Yersinia pseudotuberculosis IP32953 et pestis (Taylor et al., 2005 ; Robinson et al., 2005), Klebsiella (Mehling et al., 2007) et Actinobacillus (Wu et al., 2006). Il est intéressant de noter

que chez certaines bactéries cette mutation est létale comme chez Y. pseudotuberculosis,

Vibrio cholerae ou encore Aeromonas hydrophila (Julio et al., 2001 ; Erova et al., 2006 ;

Demarre and Chattoraj, 2010). Dans ce cas, l’alternative de la surexpression de la MTase Dam a permis de démontrer une baisse du pouvoir pathogène (Julio et al., 2001 ; Julio et al., 2002 ; Erova et al., 2006). Il est à noter que la surexpression de Dam chez Salmonella ou

Pasteurella multocida amène aussi à une baisse de la virulence de ces bactéries (Heithoff et

al., 1999 ; Chen et al., 2003). Dam joue un rôle majeur dans les systèmes MMR (Voir partie 7.1 pour détails) ce qui amène à penser que c’est le taux d’erreurs dans la réparation de l’ADN qui augmente et donc que ces phénotypes sont causés par des mutations et non directement par la méthylation de l’ADN. En effet, chez Salmonella (Torreblanca and Casadesús, 1996) ou E. coli (Marinus, 2010) le taux de mutations augmente lorsqu’on mute le gène dam ou qu’on surexprime cette protéine. Cependant, les études de transcriptomique (RNAseq) montrent une variation dans l’expression de plusieurs gènes liés à la virulence chez

Salmonella ce qui confirme l’hypothèse d’une régulation par la méthylation de l’ADN et non

une régulation due à l’augmentation du taux de mutations (Balbontín et al., 2006). Un autre moyen de vérification est celui de la complémentation (transformation d’une bactérie mutée sur dam avec un plasmide contenant le gène dam natif). Si la méthylation de l’ADN est réellement à l’origine du changement d’expression du gène, en rétablissant le profil de méthylation originel par une complémentation on rétablira aussi le phénotype. A l’inverse, si le phénotype est lié à une mutation il restera malgré la complémentation. Ce protocole a par exemple été utilisé chez les E. coli uropathogènes (Stephenson and Brown, 2016).
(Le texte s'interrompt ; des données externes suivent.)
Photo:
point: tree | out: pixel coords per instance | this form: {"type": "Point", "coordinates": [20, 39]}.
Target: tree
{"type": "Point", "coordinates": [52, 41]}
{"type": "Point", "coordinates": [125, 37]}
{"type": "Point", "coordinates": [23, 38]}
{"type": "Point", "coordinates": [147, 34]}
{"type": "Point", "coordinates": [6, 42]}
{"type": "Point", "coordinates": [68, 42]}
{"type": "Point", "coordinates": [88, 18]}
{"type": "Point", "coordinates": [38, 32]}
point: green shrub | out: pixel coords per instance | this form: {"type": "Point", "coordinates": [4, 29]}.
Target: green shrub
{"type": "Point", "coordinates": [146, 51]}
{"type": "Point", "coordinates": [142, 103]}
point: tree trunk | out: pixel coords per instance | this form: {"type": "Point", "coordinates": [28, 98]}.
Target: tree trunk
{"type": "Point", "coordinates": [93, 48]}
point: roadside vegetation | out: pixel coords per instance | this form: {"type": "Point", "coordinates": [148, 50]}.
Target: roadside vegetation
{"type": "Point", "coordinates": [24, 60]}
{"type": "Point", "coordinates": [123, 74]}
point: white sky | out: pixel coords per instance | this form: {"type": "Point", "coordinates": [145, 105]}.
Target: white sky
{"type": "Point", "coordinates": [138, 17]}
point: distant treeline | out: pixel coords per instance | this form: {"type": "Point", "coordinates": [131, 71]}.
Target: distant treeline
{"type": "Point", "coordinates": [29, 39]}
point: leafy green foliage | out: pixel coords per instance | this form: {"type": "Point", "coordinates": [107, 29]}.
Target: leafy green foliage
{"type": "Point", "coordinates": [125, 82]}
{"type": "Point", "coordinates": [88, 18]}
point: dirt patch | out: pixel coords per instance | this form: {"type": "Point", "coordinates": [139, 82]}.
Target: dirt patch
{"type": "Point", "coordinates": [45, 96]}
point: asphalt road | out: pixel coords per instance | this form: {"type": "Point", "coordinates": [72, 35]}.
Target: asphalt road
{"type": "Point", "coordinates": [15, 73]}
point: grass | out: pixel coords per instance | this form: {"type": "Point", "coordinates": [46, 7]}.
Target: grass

Si les études présentées précédemment ont pour but d’étudier l’impact global de la méthylation par Dam sur les phénotypes des bactéries, certaines études plus mécanistiques ont permis l’explication du phénomène de régulation (Tableau 6 (Casadesús, 2016 pour détail)) comme pour l’opéron pap, le système de sécrétion de type VI (SST VI) chez E. coli et l’opéron opvAB chez Salmonella détaillés ci-dessous.

Figure 15 : Switch de l’opéron pap de OFF vers ON (Casadesús and Low, 2006)

La région régulatrice de pap avec les six sites de liaison de Lrp (rectangles gris) et les sites GATC proximaux et distaux dans les sites de liaison Lrp 2 et 5 respectivement est représentée en haut. Les promoteurs divergents papI et papB sont signalés avec des flèches. Les protéines Lrp (ovales), PapI (triangles) et PapB (losanges) sont représentées. L’état de méthylation des sites GATC est représenté par un rond blanc si non méthylé et par un rond noir si méthylé.